Published by OneSwitch.org.uk Saturday, 7 December 2013 11:19 pm.
The Playstation 4 and Xbox One unsurprisingly turn out to have very poor support so far for disabled gamers. On the physical side, the controllers are harder than ever to hack/adapt and no previous Xbox 360 or PS3 controllers will so far work on them to play games.
That's a shame, and a nightmare and huge barrier to many people unable to use standard joypads or motion controls. The bright side is that although there's little hope that Microsoft and Sony are about to get their act together regarding game accessibility, there's hopes that others will find some solutions. The CronusMax shows a glimmer of hope for PS4 access. Fingers are crossed.
CronusMax link via Bill and Gavin at SpecialEffect. Control via Kieran Nolan.
Published by OneSwitch.org.uk Tuesday, 3 December 2013 9:27 pm.

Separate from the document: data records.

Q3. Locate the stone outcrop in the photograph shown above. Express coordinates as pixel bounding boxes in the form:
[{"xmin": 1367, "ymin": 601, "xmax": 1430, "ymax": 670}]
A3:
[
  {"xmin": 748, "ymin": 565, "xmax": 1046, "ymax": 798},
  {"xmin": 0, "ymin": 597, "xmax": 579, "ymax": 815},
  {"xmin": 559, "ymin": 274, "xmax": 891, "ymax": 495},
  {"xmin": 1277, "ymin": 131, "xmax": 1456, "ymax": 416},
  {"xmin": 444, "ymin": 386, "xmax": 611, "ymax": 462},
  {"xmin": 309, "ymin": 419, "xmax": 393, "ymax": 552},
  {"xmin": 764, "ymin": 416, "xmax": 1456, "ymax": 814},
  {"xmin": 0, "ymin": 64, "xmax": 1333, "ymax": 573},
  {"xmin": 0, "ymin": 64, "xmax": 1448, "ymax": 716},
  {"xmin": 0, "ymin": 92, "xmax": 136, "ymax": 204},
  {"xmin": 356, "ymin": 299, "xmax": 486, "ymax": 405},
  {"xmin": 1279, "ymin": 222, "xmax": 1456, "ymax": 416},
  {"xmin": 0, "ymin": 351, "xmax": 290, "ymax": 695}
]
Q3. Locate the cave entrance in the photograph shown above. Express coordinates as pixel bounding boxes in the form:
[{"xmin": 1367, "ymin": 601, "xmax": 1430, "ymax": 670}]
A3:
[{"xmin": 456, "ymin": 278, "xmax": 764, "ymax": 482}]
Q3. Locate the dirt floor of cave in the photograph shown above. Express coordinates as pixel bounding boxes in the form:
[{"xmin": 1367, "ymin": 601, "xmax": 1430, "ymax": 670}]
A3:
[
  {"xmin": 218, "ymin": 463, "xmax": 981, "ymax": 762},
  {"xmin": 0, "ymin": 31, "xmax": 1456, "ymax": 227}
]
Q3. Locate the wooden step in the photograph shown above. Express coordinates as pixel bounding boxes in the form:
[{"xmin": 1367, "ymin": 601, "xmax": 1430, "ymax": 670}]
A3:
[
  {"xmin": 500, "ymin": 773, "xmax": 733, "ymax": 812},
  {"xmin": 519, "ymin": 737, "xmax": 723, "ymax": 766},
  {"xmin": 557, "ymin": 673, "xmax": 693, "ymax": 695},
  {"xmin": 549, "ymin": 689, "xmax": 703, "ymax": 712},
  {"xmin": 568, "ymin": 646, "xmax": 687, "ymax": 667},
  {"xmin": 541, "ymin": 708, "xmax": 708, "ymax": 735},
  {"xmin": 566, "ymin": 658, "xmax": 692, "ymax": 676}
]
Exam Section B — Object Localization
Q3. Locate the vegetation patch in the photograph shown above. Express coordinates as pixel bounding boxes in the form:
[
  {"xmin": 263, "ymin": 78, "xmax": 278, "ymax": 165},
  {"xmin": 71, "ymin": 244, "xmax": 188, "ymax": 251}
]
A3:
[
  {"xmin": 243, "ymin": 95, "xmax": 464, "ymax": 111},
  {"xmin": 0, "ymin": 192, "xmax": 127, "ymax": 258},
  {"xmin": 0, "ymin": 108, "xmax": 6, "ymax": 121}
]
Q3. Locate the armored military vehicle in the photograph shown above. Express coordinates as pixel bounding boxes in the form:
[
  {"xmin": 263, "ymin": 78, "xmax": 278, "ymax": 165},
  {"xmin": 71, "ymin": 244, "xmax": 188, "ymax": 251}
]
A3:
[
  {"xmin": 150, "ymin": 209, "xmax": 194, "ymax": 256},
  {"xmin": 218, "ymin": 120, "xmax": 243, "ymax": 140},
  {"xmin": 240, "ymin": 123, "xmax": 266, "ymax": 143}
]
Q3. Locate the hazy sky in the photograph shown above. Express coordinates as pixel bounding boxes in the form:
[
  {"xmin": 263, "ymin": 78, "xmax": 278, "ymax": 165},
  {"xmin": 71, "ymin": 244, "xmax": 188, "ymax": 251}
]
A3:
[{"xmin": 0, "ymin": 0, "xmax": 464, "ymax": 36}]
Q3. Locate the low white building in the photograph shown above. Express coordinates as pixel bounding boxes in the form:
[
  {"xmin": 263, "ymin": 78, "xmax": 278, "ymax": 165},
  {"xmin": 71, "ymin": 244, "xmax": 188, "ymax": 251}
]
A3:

Very happy to learn that YouView are about to come good on their commitment to accessibility. Big improvements are about to be squirted through the pipe-lines to their excellent Digital TV/Internet TV boxes. These include the ability to use a USB keyboard, high-contrast menus, text to speech on the YouView App and most excitingly, switch access.
Of interest too, is a proof of concept Raspberry Pi brained Xbox 360 controller interface. There's lots of accessible Xbox 360 controllers out there now such as the Quad-Controller and my C-SID, so this could be a very nice alternative way in too.
Info found via: Recombu, Techradar and originally via Ian Hamilton.
Published by OneSwitch.org.uk Monday, 2 December 2013 8:48 am.
If you can view it in your part of the world, I highly recommend viewing Charlie Brooker's How Video Games Changed the World documentary. Loved the content. Loved that it featured Llamasoft's Jeff Minter and Consolevania's Rab Florence. Loved enormously that the links were filmed along Southend-on-Sea's seafront, where I developed my love for video gaming as a child.
And topping this off, what fantastic news to learn that a Retro Gaming arcade has opened in near-by (to me) Southend-on-Sea, called Astro City. Can't wait to get down there.